高速道路を一路西へ、カウナスまでは約2時間の旅だった。カウナスはリトアニア第二の都市、第二次大戦前は首都が置かれていた時期もあった。
まずは昨日同様、宿を探してチェックインすることにした。ホテル"KAUNAS CITY"は目抜き通りのLaisves aleja沿い、観光や食事にも便利な位置にあった。そしてカウンターの男性は英語で話しかけてきた。ヴィリニュスより英語の通用率が高い…のだろうか。
部屋に荷物を置いて、ネットで観光スポットの場所を調べたあと、身軽な格好で再び外に出た。
地図を頼りに目的地の近くまでやって来たが、ここで道が分からなくなった。右往左往する日本人2人組を見かねて、近くを歩いていた女性が声をかけてくれた。この女性、我々が目的地を告げるなり(ロシア語で…つまりY氏任せだが)近くの子供を捕まえて道を聞いてくれたばかりか、本当の近所まで付き添ってくれた。感謝感激である。

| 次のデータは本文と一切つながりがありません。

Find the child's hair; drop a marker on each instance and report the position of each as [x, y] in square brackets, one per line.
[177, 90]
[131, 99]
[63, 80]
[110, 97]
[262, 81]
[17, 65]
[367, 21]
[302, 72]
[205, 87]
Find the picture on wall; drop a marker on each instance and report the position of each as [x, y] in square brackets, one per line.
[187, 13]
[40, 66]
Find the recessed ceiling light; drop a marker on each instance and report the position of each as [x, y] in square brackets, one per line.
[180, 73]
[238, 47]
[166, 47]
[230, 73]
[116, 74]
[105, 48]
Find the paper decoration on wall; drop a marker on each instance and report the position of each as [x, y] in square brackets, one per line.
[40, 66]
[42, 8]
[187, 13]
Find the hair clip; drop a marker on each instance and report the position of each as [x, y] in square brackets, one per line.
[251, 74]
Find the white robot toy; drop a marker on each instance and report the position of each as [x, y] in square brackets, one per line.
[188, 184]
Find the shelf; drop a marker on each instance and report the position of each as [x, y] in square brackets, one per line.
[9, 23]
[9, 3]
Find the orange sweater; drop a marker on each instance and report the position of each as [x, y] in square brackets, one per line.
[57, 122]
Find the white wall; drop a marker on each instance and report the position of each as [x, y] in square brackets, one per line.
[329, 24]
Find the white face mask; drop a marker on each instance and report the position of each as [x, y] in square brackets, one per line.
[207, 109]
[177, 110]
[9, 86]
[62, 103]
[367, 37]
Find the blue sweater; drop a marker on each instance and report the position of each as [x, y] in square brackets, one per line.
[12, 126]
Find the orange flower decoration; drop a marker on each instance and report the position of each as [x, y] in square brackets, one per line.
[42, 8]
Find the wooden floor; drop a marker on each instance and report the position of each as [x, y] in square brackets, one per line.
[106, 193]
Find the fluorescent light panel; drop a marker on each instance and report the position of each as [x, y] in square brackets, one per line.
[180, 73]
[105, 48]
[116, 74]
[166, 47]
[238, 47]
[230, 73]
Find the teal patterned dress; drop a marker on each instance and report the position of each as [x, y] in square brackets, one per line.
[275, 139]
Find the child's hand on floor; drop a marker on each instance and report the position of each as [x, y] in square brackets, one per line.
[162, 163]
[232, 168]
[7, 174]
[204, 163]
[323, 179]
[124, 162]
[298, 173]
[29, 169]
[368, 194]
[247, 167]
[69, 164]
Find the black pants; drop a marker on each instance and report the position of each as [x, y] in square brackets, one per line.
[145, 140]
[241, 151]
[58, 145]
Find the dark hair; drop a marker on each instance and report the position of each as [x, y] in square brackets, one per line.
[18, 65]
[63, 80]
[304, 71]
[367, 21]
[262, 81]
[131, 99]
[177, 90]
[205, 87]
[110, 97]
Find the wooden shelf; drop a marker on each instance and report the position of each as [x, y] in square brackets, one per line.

さてこうして訪れたのは杉原記念館、かつてカウナスが首都であった頃、日本国総領事館として使用された建物である。時の総領事杉原千畝は、ナチスの迫害から逃れてきたユダヤ人の人々に対し、日本の通過ビザを発給し、脱出を支援したことで知られる。この記念館はその功績を讃えたものだ。
時は戦時下、本国そして同盟国の意向に背いてまで己の信念を貫き通した。それがどれほど困難なことは計り知れない。杉原氏自身、外交官としては誤りだったかもしれないと述べている。それを理解した上での勇気と決断には、やはり敬意を表さずにはいられない。
また、この場所を綺麗に大切に守り続けるカウナスの人々にも感謝したい。
リトアニア・カウナス、日本人にとっては馴染みの薄いこの地で起きた出来事を、多くの日本人に知って欲しいと思う。
今度は旧市街の方へ歩を進めた。ヴィリニュス同様、カウナスにも歴史的な建物が立ち並ぶ一帯がある。
ここを通り過ぎて旧市役所を眺め、更に先へ進むと、これまた中世の雰囲気漂うカウナス城に辿り着いた。14世紀、市内を流れる二つの川、ネムラス川とネリス川の合流点に建てられたものだ。川沿いに城壁が伸びているのは、川からの敵軍の侵入を防ぐためだろうか…と想像する。
帰り際、食事のため旧市街のレストランに入ると、メニューにビーフステーキを見つけた。そう言えばしばらく、ステーキというものを食べていない。リトアニアの物価はロシアより大分安く、ちょっと贅沢しても大した痛手にはならなかろう…と思って、Y氏ともどもステーキを注文した。久々に食べる味だった。